The problem is so acute because to quench inflation this time, the Fed may have to raise rates more than usual because today's inflation is not the same as yesterday's, and its explanation is different, too.
The first classical explanation of inflation is that too much demand is chasing too few goods and services. The modern believers in this theory think that pension funds and institutions who invest in commodities drive up their prices. To alleviate inflation, such believers want to come down on commodity-investors, seeing them as "hoarders."
The other, so-called "monetarist" explanation is that excessive money-printing causes inflation. The Fed usually subscribes to this view, so to reduce inflation the Fed would print less money, or raise interest rates.
But has too much money really been printed? The U.S. money supply has been somewhat stagnant, despite recent Fed largesse. So where did inflation come from?
Well, there is a third view based on research done at Stanford University some years ago - a modern twist on the monetarist view: Yes, inflation is a result of the amount of money in circulation. But the highlight is on "circulation."
Here I must get a bit technical: Money supply is the monetary base times the velocity of money. The first is how many dollar bills and dollar deposits are in circulation. But the latter is how many times each dollar (virtual or physical) circulates in a year.
The Fed can control the first - but it cannot control the second. And it's this last part that keeps rising because of technology - which is why inflation keeps getting harder to control by classical (interest-rate) means, and why this round of rate hikes may be steeper and longer than most think.
You see, 50 years ago a dollar bill changed hands perhaps four or five times a year. Then, when business began to be done by credit cards, this rate increased dramatically. And today, when many individuals and corporations pay their bills online, where payments are super-fast, the velocity of money has soared yet again. So even if the Fed withdraws some monetary base, it is that second part of the equation that today matters most. Furthermore, that research also showed that once money velocity approaches instantaneous, the money supply tends toward the infinite. And how can the Fed control that?

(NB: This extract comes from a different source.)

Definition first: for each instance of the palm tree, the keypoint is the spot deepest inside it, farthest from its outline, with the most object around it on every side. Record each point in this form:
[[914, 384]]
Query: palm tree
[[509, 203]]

In a word, it can't. When the same monetary base sloshes around faster and faster, it has the effect of a much larger monetary base of years ago. So even when the Fed starts raising rates, the ongoing acceleration of payments would negate much of its action.
The proof is in the type of inflation we see today - it is not the classical kind which spills into everything at once. Rather, it is a series of bubbles.

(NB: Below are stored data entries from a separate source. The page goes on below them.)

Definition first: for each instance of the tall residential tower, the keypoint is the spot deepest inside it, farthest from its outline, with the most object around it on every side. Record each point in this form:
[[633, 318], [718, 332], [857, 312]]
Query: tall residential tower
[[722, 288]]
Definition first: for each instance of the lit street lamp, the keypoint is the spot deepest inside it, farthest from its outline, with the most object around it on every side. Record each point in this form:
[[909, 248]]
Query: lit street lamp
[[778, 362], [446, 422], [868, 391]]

Because today's money is mainly electronic, it can move on a mouse click. But like all money, it is hungry for a return. But because there are not that many opportunities, this electronic money latches on to anything with a credible story and moves fast into the new category. This movement starts the category moving - which causes more hot money to slosh into it - which in turn causes Wall Street to satisfy the money-slosh by generating more product.

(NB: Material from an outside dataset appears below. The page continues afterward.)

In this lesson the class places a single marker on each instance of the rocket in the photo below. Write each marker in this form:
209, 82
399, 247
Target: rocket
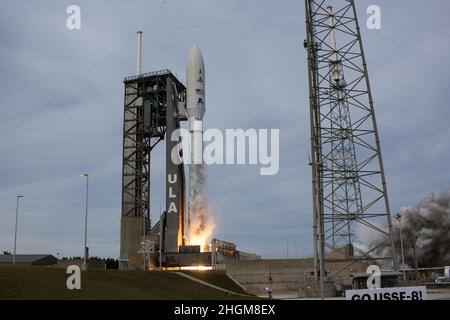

The most recent such bubble was subprime mortgages, which were sliced and diced and packaged, then traded electronically - until they crashed. Now we are seeing the beginning of a commodity bubble.The Fed has just said it will fight this bubble - via interest rate hikes. I believe the Fed, and so should you. If you own bonds, I would go for shorter maturities. If you borrow money, lock in rates. Tomorrow's rates will most certainly be higher. What it will likely do to the stock market I'll leave to your imagination.